We wrote a lot of code and just after 6 months we spend a lot of time in studying, understanding and refining it again and again. Code is alive and there is no documentation that can be as exhaustive as the code itself. So, we start using a bunch of tools to manually inspect the code and fully understand what happens to instances of a given type, which parts of the code really need certain dependencies, or which APIs are used in a part of the codebase. This job is even tougher when the codebase comes from a third-party that is extending our app.
The .NET Compiler Platform (Roslyn) gives us the opportunity to write tools to understand the sources from a business rule perspective and extract the information required to identify usage patterns and enforcing security prescriptions.
The idea is to raise the bar of the classic code analysis, writing custom tools and Visual Studio analyzers targeting the specificities of the application being developed.

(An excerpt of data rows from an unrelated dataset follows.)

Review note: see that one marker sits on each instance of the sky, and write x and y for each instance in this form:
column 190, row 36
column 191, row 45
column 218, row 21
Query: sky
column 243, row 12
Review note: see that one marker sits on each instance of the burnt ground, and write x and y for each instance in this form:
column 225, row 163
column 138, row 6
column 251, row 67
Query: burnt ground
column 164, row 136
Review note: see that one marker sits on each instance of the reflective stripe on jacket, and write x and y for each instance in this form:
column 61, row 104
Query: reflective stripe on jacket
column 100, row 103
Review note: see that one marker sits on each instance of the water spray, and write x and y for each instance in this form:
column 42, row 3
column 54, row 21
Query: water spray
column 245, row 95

Raffaele Rialdi is a senior Software Architect working as a consultant, speaker and trainer. Since 2003, he is a Microsoft MVP in the Developer Security category. His passion for the community brought him to be a member of the board of UGIdotNET, president of DotNetLiguria and co-founder of the Italian C++ user group. He is currently working as an architect and developer on the backend of an enterprise project with a specific focus on code generation and working on cross-platform mobile and IoT development in both C# and C++ languages.